Plano Plurianual é apresentado no Centro Administrativo



BOM RETIRO DO SUL
Com um público pequeno, o governo de Bom Retiro do Sul promoveu na noite dessa quarta-feira a exposição do trabalho realizado que culminou na proposta do Plano Plurianual de Investimentos– PPA, para os próximos quatro anos (2014/2017). A proposta PPA baseado na constituição federal de 1988, será precedida pela Lei de Diretrizes LDO e Lei orçamentária anual LOA (essas para 2014). No PPA a receita prevista será de R$ 24 milhões (2014), R$ 26,9 milhões (2015), R$ 29 milhões (2016) e 31,8 milhões (2017).


Para o mesmo período os recursos para planejamento estão projetados em R$ 21,9 mlhões, R$ 24,4 milhões, R$ 26,5 milhões e R$ 29 milhões. Mas o detalhe que salta aos olhos é o valor diminuto previsto no PPA para investimentos com recursos próprios para o mesmo período, o qual ficará na casa de R$ 720 mil, R$ 800 mil, R$870 mil e R$k 754 mil. Recursos de emendas de deputados federais, R$ 4,2 milhões – superior a capacidade total de investimentos do município com seus recursos próprios.

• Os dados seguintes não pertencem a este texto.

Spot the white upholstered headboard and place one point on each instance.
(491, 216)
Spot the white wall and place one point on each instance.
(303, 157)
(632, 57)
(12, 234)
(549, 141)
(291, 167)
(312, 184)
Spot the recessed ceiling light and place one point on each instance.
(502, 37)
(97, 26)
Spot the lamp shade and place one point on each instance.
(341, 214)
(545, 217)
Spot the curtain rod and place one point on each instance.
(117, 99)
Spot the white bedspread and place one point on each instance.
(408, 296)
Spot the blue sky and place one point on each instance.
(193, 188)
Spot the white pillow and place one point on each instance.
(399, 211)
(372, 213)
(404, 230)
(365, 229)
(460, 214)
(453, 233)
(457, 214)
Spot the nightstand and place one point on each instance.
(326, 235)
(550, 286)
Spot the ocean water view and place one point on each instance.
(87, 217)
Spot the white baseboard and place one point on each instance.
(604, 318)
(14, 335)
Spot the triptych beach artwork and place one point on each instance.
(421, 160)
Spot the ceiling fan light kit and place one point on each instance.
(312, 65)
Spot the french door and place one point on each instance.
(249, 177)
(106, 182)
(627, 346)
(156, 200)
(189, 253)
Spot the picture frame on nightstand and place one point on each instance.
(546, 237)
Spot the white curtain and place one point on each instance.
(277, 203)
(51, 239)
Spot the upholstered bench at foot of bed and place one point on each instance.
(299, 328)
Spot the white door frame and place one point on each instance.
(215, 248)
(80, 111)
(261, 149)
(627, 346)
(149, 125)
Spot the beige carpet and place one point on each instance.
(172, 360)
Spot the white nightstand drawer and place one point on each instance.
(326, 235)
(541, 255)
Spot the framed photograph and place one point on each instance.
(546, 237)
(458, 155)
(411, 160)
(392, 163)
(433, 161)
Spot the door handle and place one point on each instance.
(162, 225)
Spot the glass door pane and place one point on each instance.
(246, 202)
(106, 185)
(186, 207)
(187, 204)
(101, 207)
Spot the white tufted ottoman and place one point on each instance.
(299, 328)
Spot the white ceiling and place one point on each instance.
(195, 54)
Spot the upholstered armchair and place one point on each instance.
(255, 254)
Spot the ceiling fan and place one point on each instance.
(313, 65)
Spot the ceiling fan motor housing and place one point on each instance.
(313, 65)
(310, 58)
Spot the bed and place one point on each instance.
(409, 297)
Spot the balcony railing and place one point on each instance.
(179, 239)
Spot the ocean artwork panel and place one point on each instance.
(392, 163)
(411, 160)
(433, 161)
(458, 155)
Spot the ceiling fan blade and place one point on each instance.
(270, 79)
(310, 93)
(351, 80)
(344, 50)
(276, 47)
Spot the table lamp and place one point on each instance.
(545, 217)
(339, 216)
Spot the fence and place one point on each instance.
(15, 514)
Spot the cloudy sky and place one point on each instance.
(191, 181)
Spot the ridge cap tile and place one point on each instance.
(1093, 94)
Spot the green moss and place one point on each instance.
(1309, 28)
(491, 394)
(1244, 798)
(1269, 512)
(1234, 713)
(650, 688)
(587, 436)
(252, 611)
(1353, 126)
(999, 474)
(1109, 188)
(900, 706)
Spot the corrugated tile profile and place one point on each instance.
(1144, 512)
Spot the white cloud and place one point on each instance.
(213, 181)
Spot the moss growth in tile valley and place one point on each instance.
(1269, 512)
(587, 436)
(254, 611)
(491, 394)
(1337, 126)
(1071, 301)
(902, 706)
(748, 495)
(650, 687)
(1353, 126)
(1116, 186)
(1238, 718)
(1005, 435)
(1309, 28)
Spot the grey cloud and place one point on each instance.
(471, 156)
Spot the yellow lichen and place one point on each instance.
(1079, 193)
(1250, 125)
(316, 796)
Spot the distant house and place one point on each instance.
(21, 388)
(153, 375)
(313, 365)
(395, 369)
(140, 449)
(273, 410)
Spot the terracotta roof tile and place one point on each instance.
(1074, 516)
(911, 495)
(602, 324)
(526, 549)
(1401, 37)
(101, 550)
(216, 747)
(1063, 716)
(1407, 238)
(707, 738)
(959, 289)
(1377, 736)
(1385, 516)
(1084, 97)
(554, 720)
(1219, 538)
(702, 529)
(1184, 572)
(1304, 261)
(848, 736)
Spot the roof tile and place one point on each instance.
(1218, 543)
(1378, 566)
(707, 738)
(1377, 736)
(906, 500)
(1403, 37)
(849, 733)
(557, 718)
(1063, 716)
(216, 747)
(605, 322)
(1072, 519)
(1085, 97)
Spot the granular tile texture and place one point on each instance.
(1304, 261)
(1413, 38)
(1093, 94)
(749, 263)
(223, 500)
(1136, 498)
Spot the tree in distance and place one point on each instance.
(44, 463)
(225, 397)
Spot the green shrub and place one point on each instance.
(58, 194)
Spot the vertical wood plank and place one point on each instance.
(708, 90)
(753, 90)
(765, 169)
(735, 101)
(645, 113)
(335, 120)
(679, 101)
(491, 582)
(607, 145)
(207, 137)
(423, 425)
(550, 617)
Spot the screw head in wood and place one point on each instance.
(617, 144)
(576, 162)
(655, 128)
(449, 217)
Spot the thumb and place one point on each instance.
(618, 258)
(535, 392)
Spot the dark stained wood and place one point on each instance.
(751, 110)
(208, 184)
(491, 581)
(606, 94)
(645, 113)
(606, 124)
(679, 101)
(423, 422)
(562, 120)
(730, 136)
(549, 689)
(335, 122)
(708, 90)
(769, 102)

Dentro de cada setor quais as atividades e iniciativas previstas para o período 2014/2017, também foram expostos, pela secretária de Administração, Vanderli Cândido, a qual discorreu sobre todos os programas e iniciativas que devem ser implementadas durante esses próximos quatro anos. Os setores pelos quais se distribuirão as propostas de melhorias são: Educação e Cultura, Turismo Esporte e Lazer, Saúde, Assistência Social, Agricultura, Meio Ambiente, Obras, 


Recursos do governo federal – R$ 22,4 milhões, todos já encaminhados depois de confeccionados pela equipe de trabalho. Outros tantos projetos estão sendo elaborados, segundo o prefeito Pedro Aelton Wermann. (esses não estão contemplados no PPA, mas sim somente após sua autorização pelo governo federal, ou seja, depois de homologadas as emendas). Somente para a educação há projetos de quase R$ 6 milhões para construções, reformas e equipamentos.


O vice-prefeito Paulo André Eidelwein deu ideia dos investimentos para o presente ano. Dos R$ 726 mil para investimentos próprios, uma ginástica deverá ser feita, pois ficaram comprometidos R$ 770 mil sem cobertura orçamentária do governo anterior. Eidelwein mostrou indignação ao falar sobre impostos municiais impostos recolhidos nos municípios, os quais vão para Brasília e o governo é quem define o que devolverá para os municípios, “mas temos que pegar, senão se perde ainda mais isso e a população não irá entender esse posicionamento”. O FPM novamente não foi aumentado, o percentual, para os municípios, o nosso é 0,8% FPM  0,094% o ICMS. “Os recursos são oriundos dos municípios e o governo federal é que define o que retorna, com os pacotes já prontos e ainda fora da realidade de cada região e, portanto, de cada município”, reiterou Paulo Eidelwein, que ainda ressaltou, “Se os recursos de projetos cadastrados junto ao governo federal, em sua maioria, forem com a necessidade de contrapartida, o município não poderá assumir, pois não dispõe de mais que R$ 700 mil de investimentos próprios”.